The Nigerian economy faces persistent structural challenges that hinder the naira from capitalizing on the recent decline of the US dollar, despite the dollar index hitting its lowest point in two months.
Pressure on the naira persists as black market currency speculators exert influence following the Central Bank of Nigeria’s (CBN) second postponement of its Monetary Policy Committee (MPC) meeting since Governor Olayemi Cardoso’s appointment in September. The delay raises concerns about efforts to bolster the country’s currency, which has experienced a more than 50% devaluation this year.
The next MPC meeting, initially scheduled for Monday and Tuesday, has been delayed, leaving uncertainties about the naira’s future trading band, the resolution of FX backlogs, and potential liquidity injections into the market undisclosed by Governor Cardoso.
The naira’s intraday high of N1138 in the Peer-to-Peer (P2P) market on Tuesday significantly diverges from the official market rate.

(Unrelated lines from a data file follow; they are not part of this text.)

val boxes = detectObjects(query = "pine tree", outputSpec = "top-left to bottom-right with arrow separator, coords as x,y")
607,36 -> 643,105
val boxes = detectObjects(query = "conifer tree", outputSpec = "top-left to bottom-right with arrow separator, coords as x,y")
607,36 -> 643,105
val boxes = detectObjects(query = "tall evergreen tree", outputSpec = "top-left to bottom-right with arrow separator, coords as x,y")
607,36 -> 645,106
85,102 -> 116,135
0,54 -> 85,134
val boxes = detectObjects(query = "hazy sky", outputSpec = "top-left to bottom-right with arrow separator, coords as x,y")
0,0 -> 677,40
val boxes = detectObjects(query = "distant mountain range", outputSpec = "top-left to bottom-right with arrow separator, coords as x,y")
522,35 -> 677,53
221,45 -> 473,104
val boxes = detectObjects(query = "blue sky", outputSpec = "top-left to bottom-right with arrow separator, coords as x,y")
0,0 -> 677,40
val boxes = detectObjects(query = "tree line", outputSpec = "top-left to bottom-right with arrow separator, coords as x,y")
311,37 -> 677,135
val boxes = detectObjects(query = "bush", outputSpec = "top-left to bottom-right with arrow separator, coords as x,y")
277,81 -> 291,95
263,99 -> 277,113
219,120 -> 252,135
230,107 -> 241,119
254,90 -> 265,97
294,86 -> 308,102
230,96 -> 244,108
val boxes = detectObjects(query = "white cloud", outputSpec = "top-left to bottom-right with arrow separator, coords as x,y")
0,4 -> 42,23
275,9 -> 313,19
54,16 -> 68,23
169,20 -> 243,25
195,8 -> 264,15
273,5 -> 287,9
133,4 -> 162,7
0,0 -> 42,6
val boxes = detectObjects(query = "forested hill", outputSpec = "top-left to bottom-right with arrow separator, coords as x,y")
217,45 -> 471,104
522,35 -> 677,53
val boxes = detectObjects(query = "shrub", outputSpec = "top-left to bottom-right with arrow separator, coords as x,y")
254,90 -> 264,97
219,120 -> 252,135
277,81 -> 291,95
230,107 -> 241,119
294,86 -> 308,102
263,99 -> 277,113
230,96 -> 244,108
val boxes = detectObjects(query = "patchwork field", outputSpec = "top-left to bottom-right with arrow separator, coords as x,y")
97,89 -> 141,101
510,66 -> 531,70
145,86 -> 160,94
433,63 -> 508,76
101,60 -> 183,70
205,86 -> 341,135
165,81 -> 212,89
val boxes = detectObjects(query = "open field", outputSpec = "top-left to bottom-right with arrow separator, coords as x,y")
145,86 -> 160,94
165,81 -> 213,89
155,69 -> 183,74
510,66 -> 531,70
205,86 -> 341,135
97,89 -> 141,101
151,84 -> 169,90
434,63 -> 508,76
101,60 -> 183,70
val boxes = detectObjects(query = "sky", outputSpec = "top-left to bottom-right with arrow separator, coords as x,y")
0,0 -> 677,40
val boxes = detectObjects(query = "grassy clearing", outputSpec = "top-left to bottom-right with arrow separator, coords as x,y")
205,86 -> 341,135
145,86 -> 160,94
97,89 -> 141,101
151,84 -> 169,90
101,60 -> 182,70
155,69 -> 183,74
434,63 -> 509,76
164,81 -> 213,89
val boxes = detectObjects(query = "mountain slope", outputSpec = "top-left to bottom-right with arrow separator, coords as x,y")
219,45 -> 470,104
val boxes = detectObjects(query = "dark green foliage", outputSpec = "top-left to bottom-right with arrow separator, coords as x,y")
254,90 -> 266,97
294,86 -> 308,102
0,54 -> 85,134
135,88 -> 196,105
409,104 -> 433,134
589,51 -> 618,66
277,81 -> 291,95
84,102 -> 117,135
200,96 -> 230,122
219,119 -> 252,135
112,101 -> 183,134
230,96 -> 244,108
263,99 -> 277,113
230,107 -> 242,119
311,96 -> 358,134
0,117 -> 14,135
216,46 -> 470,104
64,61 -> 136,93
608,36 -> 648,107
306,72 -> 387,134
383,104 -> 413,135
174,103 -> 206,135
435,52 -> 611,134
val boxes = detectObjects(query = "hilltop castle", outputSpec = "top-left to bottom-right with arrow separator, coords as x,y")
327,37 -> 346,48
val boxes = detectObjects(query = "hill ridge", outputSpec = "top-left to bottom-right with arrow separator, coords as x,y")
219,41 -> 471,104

FMDQ data indicates a drop in rates from N791.75 per dollar on Friday to N750.14 per dollar on Monday.
Despite President Tinubu’s move to lift currency controls, simplifying access to foreign currency through a single exchange rate has not materialized, disappointing investors.
JPMorgan’s end-of-2022 estimate reveals Nigeria’s net foreign exchange reserves at $3.7 billion, significantly below previous projections. In August, the National Economic Council disclosed a meager $473,755 in Nigeria’s crude excess account, a stark contrast to the $20 billion peak in 2008, when the government withdrew dollars to support the naira and budgetary spending.
While the US dollar continues its downward trend, hitting a two-month low of 103 points in the dollar index, the lack of clarity on potential interest rate cuts by the US Federal Reserve keeps traders vigilant. The Fed’s recent dovish remarks supporting a softer dollar have not fully influenced market pricing, leading to speculation about a pivot interest rate phase.
Market experts suggest that the meeting minutes are unlikely to significantly impact the US dollar. The dollar index, which entered a correction trend in September and October, faces downward pressure, heading toward the main support zone in the 102.5–103 band. The negative outlook persists as geopolitical tensions rise, and investors maintain an increased risk appetite.
As the naira grapples with structural impediments and the dollar faces uncertainties, the question remains: Can Naira Ever Compete with the Dollar?